Settings can be specified in a Python file and/or using environment variables. Settings specified in environment variables override those stored in a file. The default settings are intended to make it easy to get Disco running on a single node. make install will create a more reasonable settings file for a cluster environment, and put it in /etc/disco/settings.py
Disco looks in the following places for a settings file:
- The settings file specified using the command line utility --settings option.
- ~/.disco
- /etc/disco/settings.py
Possible settings for Disco are as follows:
- DISCO_DATA
- Directory to use for writing data. Default obtained using os.path.join(DISCO_ROOT, data).
- DISCO_DEBUG
- Sets the debugging level for Disco. Default is 1.
- DISCO_ERLANG
- Command used to launch Erlang on all nodes in the cluster. Default usually erl, but depends on the OS.
- DISCO_EVENTS
- If set, events are logged to stdout. If set to json, events will be written as JSON strings. If set to nocolor, ANSI color escape sequences will not be used, even if the terminal supports it. Default is unset (the empty string).
- DISCO_FLAGS
- Default is the empty string.
- DISCO_HOME
- The directory which Disco runs out of. If you run Disco out of the source directory, you shouldn’t need to change this. If you use make install to install Disco, it will be set properly for you in /etc/disco/settings.py.
- DISCO_HTTPD
- Command used to launch lighttpd. Default is lighttpd.
- DISCO_MASTER_HOME
- Directory containing the Disco master directory. Default is obtained using os.path.join(DISCO_HOME, 'master').
- DISCO_MASTER_HOST
- The hostname of the master. Default obtained using socket.gethostname().
- DISCO_MASTER_ROOT
- Directory to use for writing master data. Default obtained using os.path.join(DISCO_DATA, '_%s' % DISCO_NAME).
- DISCO_MASTER_CONFIG
- Directory to use for writing cluster configuration. Default obtained using os.path.join(DISCO_ROOT, '%s.config' % DISCO_NAME).
- DISCO_NAME
- A unique name for the Disco cluster. Default obtained using 'disco_%s' % DISCO_PORT.
- DISCO_LOG_DIR
- Directory where log-files are created. The same path is used for all nodes in the cluster. Default is obtained using os.path.join(DISCO_HOME, 'log').
- DISCO_PID_DIR
- Directory where pid-files are created. The same path is used for all nodes in the cluster. Default is obtained using os.path.join(DISCO_HOME, 'run').
- DISCO_PORT
- The port the workers use for HTTP communication. Default is 8989.
- DISCO_ROOT
- Root directory for Disco-written data and metadata. Default is obtained using os.path.join(DISCO_HOME, 'root').
- DISCO_USER
- The user Disco should run as. Default obtained using os.getenv(LOGNAME).
- DISCO_WORKER
- Executable which launches the Disco worker process. Default obtained using os.path.join(DISCO_HOME, node, disco-worker).
- DISCO_WWW_ROOT
- Directory that is the document root for the master HTTP server. Default obtained using os.path.join(DISCO_MASTER_HOME, www).
- DISCO_GC_AFTER
- How long to wait before garbage collecting data. Only results explictly saved to DDFS won’t be garbage collected. Default is 100 * 365 * 24 * 60 * 60 (100 years).
- DISCO_SORT_BUFFER_SIZE
- How much memory can be used by external sort. Passed as the ‘-S’ parameter for the Unix sort command (see man sort). Default is 10% i.e. 10% of the total available memory.

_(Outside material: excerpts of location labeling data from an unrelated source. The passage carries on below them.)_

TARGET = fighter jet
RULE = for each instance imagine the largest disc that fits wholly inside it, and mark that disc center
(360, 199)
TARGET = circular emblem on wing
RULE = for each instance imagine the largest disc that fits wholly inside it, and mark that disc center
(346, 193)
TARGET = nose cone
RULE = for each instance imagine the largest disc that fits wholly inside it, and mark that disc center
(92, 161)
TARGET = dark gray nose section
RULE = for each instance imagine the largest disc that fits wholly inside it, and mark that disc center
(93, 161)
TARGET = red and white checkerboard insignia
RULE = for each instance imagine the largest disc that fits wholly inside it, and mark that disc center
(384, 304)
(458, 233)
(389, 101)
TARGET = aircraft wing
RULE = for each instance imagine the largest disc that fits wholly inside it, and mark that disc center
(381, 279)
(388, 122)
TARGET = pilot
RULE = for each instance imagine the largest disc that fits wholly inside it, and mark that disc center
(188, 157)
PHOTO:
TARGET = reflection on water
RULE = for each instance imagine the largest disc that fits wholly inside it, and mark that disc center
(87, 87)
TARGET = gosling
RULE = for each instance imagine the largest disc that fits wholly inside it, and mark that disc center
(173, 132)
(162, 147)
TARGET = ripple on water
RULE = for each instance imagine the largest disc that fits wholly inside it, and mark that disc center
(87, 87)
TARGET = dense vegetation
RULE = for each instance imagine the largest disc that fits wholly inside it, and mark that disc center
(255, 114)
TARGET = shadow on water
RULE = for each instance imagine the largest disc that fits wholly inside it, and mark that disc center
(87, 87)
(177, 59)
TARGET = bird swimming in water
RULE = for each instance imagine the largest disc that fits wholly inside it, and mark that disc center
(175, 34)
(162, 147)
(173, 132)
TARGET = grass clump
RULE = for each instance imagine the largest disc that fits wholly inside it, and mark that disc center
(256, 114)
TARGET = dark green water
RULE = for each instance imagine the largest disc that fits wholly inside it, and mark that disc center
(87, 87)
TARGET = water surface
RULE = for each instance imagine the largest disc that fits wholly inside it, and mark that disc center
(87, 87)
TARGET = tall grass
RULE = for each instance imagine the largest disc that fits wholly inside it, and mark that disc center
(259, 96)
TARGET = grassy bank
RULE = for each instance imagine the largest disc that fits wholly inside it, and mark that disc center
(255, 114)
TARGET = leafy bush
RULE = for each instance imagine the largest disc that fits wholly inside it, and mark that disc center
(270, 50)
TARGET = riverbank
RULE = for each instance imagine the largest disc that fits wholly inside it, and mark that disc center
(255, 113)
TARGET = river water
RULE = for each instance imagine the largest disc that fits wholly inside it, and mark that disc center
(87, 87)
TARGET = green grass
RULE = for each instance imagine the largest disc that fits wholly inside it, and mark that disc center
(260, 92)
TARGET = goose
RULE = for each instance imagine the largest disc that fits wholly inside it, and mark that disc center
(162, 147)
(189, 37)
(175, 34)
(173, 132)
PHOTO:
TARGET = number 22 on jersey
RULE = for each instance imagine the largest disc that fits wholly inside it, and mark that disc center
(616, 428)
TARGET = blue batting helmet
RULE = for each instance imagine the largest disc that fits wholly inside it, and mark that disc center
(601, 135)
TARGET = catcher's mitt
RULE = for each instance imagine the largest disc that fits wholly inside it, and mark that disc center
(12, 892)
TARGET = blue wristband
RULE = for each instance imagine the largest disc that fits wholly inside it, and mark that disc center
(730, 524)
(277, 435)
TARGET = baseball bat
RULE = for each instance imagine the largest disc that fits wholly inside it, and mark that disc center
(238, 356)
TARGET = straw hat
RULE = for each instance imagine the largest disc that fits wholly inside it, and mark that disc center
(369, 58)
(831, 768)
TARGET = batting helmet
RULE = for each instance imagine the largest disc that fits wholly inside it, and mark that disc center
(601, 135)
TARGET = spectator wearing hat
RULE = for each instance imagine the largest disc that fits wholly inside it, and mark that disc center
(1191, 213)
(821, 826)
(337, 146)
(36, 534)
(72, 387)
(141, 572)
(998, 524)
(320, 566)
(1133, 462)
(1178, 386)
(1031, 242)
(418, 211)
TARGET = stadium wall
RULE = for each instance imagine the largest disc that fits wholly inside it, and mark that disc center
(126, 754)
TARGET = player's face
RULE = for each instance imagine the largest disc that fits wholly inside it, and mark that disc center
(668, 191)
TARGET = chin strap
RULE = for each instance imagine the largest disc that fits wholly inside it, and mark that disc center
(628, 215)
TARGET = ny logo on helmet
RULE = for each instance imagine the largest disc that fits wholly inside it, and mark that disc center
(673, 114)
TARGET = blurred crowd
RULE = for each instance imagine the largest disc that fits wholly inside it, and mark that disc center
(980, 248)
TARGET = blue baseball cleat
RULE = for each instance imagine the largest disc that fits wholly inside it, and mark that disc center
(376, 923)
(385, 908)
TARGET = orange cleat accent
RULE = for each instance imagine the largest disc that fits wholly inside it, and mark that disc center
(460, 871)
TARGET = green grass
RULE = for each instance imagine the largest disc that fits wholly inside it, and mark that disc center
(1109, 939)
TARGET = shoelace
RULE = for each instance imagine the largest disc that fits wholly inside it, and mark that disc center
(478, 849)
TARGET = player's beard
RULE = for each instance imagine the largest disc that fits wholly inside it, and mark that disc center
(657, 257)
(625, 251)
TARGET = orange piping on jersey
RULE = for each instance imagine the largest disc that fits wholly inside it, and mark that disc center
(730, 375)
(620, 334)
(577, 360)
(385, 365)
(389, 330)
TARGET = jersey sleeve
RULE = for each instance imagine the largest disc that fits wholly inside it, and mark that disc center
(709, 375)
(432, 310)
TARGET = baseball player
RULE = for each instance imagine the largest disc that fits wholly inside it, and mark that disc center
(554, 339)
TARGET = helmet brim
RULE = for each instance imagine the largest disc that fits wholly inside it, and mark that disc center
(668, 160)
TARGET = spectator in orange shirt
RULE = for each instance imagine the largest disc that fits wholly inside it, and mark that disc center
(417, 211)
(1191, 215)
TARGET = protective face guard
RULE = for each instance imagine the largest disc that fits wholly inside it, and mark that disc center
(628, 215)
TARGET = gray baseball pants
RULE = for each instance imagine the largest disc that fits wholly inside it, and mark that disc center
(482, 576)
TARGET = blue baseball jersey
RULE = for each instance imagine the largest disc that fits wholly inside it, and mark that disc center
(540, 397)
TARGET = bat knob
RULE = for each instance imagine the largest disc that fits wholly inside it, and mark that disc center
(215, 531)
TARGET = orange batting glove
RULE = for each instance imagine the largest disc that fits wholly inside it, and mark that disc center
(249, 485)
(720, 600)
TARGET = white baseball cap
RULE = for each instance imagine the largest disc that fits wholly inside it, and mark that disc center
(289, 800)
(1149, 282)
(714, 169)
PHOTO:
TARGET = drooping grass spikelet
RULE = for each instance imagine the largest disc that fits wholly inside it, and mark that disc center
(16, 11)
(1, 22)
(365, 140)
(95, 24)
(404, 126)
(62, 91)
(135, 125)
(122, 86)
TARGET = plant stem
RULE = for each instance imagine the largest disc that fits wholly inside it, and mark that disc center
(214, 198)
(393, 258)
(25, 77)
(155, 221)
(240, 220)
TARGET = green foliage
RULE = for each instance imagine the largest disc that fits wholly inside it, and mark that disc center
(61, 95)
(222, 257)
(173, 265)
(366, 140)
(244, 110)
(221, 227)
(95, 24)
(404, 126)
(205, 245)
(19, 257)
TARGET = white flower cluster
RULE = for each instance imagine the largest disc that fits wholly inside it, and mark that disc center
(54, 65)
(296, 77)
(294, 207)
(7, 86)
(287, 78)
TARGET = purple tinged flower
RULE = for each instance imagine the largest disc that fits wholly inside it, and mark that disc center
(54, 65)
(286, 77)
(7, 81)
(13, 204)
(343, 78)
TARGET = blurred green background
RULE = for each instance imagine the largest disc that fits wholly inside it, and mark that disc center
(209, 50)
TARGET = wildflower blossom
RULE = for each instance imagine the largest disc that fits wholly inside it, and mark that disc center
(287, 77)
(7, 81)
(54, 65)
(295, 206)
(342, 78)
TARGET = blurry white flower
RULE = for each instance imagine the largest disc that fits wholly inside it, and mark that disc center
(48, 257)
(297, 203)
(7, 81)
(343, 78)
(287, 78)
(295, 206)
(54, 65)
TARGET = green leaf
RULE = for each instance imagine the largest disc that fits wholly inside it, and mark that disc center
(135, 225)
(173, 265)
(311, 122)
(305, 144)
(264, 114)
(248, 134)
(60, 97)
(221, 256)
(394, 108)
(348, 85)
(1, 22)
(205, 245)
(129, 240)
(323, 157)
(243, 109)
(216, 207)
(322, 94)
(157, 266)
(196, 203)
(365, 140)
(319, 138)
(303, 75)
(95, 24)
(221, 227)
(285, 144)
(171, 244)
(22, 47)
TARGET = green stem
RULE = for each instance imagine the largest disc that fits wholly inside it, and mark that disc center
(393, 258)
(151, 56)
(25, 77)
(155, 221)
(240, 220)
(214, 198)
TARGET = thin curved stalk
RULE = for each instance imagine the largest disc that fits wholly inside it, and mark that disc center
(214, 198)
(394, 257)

Settings to control the proxying behavior:
- DISCO_PROXY_ENABLED
- If set, enable proxying through the master. Default is ''.
- DISCO_PROXY
- The address of the proxy to use on the client side. Default is ''.
- DISCO_PROXY_PORT
- The port the master proxy should run on. Default is 8999.
Settings to control the scheduler behavior:
- DISCO_SCHEDULER
- The type of scheduler that disco should use. The only options are fair and fifo. Default is fair.
- DISCO_SCHEDULER_ALPHA
- Parameter controlling how much the fair scheduler punishes long-running jobs vs. short ones. Default is .001 and should usually not need to be changed.
Settings used by the testing environment:
- DISCO_TEST_HOST
- The hostname that the test data server should bind on. Default is DISCO_MASTER_HOST.
- DISCO_TEST_PORT
- The port that the test data server should bind to. Default is 9444.
Settings used by DDFS:
- DDFS_ROOT
- The root data directory for DDFS. Default is obtained using os.path.join(DISCO_ROOT, 'ddfs').
- DDFS_PUT_PORT
- The port to use for writing to DDFS nodes. Must be open to the Disco client unless proxying is used. Default is 8990.
- DDFS_PUT_MAX
- The maximum default number of retries for a PUT operation. Default is 3.
- DDFS_GET_MAX
- The maximum default number of retries for a GET operation. Default is 3.
The following settings are used by DDFS to determine the number of replicas for data/metadata to keep (it is not recommended to use the provided defaults in a multinode cluster):
- DDFS_TAG_MIN_REPLICAS
- The minimum number of replicas for a tag operation to succeed. Default is 1.
- DDFS_TAG_REPLICAS
- The number of replicas of tags that DDFS should aspire to keep. Default is 1.
- DDFS_BLOB_REPLICAS
- The number of replicas of blobs that DDFS should aspire to keep. Default is 1.